Flooding in Letham, Angus [Pic: Tony Cook]
Letham in Angus was one of the areas hit by flooding [Pic by Tony Cook]

"Staff from Moray Council, Grampian Police and Grampian Fire and Rescue have been working through the night to ensure an ordered response to the flooding problems and safe evacuations," he said.

"The Met Office and Sepa predict precipitation and water levels to peak sometime in the afternoon, but this will still mean flooding will occur in high-risk areas.

"The council's flood alleviation team will continue to monitor the local situation throughout."

Environment secretary and Moray MSP Richard Lochhead said: "This is an anxious time for families and communities, both for those already directly affected by the floods and for those who may be in danger of being affected as the situation progresses.

"Council and emergency services personnel have been working flat out to protect families and communities and hundreds of people have been evacuated, mainly on a precautionary basis.

"I have spoken to both the chief executive of Moray Council and Grampian Police and it is clear that the emergency arrangements in hand are working."

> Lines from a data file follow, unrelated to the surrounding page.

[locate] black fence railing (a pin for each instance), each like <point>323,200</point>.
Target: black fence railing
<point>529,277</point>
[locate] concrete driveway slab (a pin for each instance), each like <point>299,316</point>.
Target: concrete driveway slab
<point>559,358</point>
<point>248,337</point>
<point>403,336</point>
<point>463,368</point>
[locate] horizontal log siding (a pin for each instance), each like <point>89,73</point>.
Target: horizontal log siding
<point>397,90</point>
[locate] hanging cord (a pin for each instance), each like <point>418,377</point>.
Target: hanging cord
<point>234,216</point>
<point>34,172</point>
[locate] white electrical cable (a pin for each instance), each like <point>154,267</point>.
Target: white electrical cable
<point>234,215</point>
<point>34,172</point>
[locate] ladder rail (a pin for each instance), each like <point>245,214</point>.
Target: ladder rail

The weather forced the cancellation of the launch of Dundee's two-week food and drink festival, which was due to have been opened by Mr Lochhead and celebrity chef Nick Nairn. However, organisers said the festival would go ahead at the weekend as planned.

Environment Minister Roseanna Cunningham thanked the emergency services and said: "Floods such as the ones we have seen in the past 24 hours across Scotland are a stark reminder of nature's capacity to wreak total havoc."

In Grampian, police warned that numerous roads were impassable due to flooding and said the heavy rain was anticipated to continue for some time.

Some cars on roads in Aberdeen city centre and the Dyce area were submerged.

Insp Ian Wallace said: "This has had an impact on the entire area and our advice is to stay at home unless travel is urgent and unavoidable."

Flooding in Dyce/Pic: Mark Allan
The rain caused severe floods in areas such as Dyce [Pic: Mark Allan]

Police also urged people drawn to see the flooding to stay away, both of safety grounds and also so officers did not have to be involved in "crowd control" when they were needed elsewhere.

Just over 67mm of rain fell in the Aberdeen city area in the 24 hour period to 0900 BST on Friday. The monthly average is 68mm.

The rainfall was even greater in Lossiemouth, where 76.4mm of rain fell in the same 24-hour period. The town's monthly average is 61.8mm.

Northern Constabulary urged drivers to exercise extreme care when travelling on the A96.

Tayside Police said they were closely monitoring water levels at the Barry Burn in Carnoustie and the Brothock Burn in Arbroath.

Nearby residents were being kept updated on the situation as the Brothock burn reached high tide at 1500 BST.

The force said conditions on major roads in the Dundee and Angus areas had improved although several minor routes remained badly affected by floodwater.

Several motorists, including a mother and her three children, had to be rescued from vehicles earlier today after they became trapped in water.

Properties at the Den at Letham in Angus and Bridgefoot were also inundated with water up to 1ft deep.